Coastal stingaree
- Conservation status: Endangered (IUCN 3.1)

Scientific classification
- Kingdom: Animalia
- Phylum: Chordata
- Class: Chondrichthyes
- Subclass: Elasmobranchii
- Order: Myliobatiformes
- Family: Urolophidae
- Genus: Urolophus
- Species: U. orarius
- Binomial name: Urolophus orarius Last & M. F. Gomon, 1987

= Coastal stingaree =

- Authority: Last & M. F. Gomon, 1987
- Conservation status: EN

Species of cartilaginous fish

The coastal stingaree (Urolophus orarius) is an uncommon species of round ray in the stingaree family, Urolophidae, that is endemic to the eastern Great Australian Bight.

==Appearance and anatomy==
As with more common rays, the body of this species is flat and disc-shaped, with pectoral fins that broadly expand and are in a fixed relationship with the head and trunk. Characteristic of the stingaree family, the coastal stingaree's body is circular and disc-like. As with other rays, it has a long, particularly slender tail that is distinctly separate from the body. Most species of stingaree have one or more venomous spines approximately halfway down their tail. In addition to this defensive, venomous sting, most stingarees have obscure coloration, which acts as camouflage. The coastal stingaree is greyish-brown with dark mottling on its upper surface and paler underneath which allow it to blend with the sandy or rocky bottom.

==Distribution and ecology==
The coastal stingaree is restricted to the Eastern Indian Ocean in the waters of southern Australia. There, the species is known to reside from the Great Australian Bight Marine Park to the waters of western Victoria. The coastal stingaree is a marine, bottom-dweller found in shallow coastal waters. It inhabits depths of 20–50 m.

Very little is known about the biology of the coastal stingaree due to its sparse and elusive population. they appear to behave similarly to other stingaree species. The coastal stingaree often feeds on bottom-dwelling fishes, shrimp, sea worms and other small organisms. There is also evidence that the coastal stingaree is also able to eat hard-shelled molluscs and crustaceans.

==Conservation==
The coastal stingaree is not explicitly targeted by fisheries or used commercially. However, large numbers of the species are still caught as bycatch by these fisheries. The stingarees have low birth rates and slow reproductive turnover. Because of this and their restricted habitat and range, the coastal stingaree is particularly susceptible to the dangers of over-fishing.
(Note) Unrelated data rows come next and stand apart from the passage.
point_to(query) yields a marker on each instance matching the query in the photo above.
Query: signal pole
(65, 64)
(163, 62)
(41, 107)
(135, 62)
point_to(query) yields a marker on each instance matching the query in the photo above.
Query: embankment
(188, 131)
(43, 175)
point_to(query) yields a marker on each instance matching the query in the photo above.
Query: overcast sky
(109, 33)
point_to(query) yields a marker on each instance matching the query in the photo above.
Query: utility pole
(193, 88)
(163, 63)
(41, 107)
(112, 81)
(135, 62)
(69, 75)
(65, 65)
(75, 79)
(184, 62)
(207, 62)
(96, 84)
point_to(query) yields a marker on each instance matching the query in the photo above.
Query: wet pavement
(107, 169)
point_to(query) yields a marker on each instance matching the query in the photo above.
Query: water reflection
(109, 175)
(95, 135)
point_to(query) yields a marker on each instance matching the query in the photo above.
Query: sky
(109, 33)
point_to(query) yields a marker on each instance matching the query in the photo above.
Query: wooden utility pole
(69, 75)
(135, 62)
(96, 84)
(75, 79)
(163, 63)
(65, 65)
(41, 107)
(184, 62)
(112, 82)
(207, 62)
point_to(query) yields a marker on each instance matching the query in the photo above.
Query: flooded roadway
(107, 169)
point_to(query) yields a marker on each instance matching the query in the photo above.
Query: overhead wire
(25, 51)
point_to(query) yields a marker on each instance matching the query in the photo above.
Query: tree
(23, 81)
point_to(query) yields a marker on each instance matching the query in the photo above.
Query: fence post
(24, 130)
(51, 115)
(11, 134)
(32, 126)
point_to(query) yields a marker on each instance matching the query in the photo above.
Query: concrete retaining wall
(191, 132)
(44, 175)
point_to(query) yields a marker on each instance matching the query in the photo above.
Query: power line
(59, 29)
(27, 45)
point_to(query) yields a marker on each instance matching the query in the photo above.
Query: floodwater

The coastal stingaree occurs within the Great Australian Bight Marine Park. Thus, this part of their territory exists within the Benthic Protection Zone (BPZ) which gives the species a degree of protection. The park's mission is not only to maintain biodiversity in the area, but also to provide ecologically sustainable use of marine resources. However, fisheries and recreational fishing are still permitted to operate in parts of the park and BPZ. Exploration and drilling for petroleum has continued since 2003. These activities may yet threaten the coastal stingaree population.

As of 2010, no conservation measures focus on the coastal stingaree.